Both dilute (lean) phase conveying and dense phase conveying have been shown to produce a Power minimization curve in respect to the compression device.  The dilute phase relationship is well known from a state diagram where decreasing velocities produce decreasing pressures as long as the material remains entrained in the airstream.  At the point of minimum velocity (and pressure) the power requirements have been minimized.  The dense phase relationship, also shown in the state diagram, is that decreasing velocities produces higher pressures.  Initially the velocity reduction may at first cause a reduction in power.  However, power minimization occurs just before the rate of velocity reduction causes a pressure increase sufficient to increase the power of the compression device.  This effect can be shown in experiments but may be specific to the compression device.  The desired result is a predictable ideal operating point for dilute phase or dense phase systems based on the power consumption of the compression device.

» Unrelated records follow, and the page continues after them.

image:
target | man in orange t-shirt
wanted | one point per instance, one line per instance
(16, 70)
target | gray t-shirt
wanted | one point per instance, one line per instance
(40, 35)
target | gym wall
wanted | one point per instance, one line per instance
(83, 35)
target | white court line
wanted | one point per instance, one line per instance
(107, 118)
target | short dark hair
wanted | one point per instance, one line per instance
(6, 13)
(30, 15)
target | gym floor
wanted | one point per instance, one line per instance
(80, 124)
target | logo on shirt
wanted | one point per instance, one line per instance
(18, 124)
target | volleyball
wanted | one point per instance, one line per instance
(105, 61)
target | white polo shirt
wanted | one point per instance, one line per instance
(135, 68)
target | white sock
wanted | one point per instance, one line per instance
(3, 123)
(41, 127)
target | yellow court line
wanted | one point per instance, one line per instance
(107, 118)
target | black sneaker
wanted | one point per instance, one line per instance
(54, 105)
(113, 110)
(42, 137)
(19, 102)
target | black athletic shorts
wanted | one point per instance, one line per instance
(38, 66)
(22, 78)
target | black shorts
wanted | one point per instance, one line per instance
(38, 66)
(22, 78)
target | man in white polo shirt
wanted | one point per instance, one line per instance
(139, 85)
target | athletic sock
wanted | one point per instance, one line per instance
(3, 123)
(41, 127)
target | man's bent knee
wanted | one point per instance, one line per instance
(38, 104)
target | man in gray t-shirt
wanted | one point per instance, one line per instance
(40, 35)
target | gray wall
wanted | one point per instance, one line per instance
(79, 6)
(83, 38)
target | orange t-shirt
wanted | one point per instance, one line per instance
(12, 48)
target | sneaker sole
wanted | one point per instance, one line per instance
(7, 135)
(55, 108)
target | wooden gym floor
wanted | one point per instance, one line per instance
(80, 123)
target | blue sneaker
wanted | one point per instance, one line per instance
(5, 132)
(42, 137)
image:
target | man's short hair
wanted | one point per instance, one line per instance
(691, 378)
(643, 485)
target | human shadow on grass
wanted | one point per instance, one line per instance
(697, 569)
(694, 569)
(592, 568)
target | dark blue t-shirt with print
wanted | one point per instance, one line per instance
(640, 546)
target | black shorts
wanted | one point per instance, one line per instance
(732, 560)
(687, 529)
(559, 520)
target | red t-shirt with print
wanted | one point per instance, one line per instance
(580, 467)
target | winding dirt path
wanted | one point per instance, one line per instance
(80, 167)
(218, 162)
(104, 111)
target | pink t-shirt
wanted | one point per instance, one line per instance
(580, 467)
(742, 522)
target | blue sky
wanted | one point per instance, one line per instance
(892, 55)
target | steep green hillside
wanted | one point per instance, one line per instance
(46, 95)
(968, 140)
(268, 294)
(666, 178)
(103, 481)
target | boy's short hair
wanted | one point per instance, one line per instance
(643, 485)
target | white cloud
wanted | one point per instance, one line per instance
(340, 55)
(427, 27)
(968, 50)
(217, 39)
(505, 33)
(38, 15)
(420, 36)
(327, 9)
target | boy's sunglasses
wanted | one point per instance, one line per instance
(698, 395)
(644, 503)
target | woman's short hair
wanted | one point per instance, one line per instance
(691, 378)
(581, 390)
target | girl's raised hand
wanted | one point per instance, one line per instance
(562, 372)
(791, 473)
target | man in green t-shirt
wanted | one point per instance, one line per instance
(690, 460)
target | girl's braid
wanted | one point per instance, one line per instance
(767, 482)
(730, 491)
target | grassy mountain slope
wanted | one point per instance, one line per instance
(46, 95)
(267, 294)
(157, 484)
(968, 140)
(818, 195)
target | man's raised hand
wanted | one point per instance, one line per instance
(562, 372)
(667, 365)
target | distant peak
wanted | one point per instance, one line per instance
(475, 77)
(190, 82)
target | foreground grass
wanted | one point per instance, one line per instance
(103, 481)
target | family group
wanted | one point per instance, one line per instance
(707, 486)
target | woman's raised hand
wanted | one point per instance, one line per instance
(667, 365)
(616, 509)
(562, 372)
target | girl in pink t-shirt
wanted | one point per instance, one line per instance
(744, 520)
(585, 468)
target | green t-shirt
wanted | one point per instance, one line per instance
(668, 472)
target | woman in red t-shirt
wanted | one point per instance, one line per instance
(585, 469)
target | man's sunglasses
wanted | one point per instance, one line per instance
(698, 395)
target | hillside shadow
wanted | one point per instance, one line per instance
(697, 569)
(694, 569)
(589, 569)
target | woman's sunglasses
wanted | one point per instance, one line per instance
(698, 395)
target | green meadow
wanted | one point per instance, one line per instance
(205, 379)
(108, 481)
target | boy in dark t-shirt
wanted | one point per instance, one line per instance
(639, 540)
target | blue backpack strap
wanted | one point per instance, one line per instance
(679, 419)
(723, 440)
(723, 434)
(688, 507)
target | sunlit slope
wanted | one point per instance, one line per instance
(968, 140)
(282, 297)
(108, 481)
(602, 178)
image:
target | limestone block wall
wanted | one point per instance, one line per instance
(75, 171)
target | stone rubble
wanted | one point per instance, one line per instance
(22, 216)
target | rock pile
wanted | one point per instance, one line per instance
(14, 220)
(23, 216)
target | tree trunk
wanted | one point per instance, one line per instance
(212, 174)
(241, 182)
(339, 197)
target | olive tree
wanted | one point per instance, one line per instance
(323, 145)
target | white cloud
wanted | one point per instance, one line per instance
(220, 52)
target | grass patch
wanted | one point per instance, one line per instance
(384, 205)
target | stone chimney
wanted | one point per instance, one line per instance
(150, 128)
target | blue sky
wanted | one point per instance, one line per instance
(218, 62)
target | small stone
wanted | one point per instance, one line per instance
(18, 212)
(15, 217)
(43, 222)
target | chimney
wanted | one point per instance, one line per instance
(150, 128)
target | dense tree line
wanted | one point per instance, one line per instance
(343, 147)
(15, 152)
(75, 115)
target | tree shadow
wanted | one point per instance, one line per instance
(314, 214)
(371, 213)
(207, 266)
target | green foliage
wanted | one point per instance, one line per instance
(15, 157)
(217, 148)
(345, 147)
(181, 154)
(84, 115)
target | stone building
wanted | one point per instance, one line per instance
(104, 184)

Variables extraneous to the actual conveying of material have a significant impact on the power required to operate a pneumatic convey system.  The type of compression device can have a large impact in terms of compression efficiency.  For instance, a dynamic centrifugal compressor (turbo) may use up to 30% less energy than a positive displacement pump (blower) to generate the same gas flow volume at a specific pressure.  The effect is inherent in the compression device and will vary according to device and operating point.  Leakage gas (gas lost through a rotary valve feed device) is a common phenomena in pneumatic conveying.  Leakage gas is compressed the same as the convey gas yet it does nothing to promote conveying directly thus adding to inefficiency of the overall system.  Finally, the delivery of the gas volume from the compression device to the feedpoint creates pressure loss.  This pressure loss is likewise not use in the act of conveying but is ultimately energy consumed in acts that do not promote conveying directly.  Therefore, the total energy required to drive the system may include significant inefficiencies beyond the convey mode in the pipeline.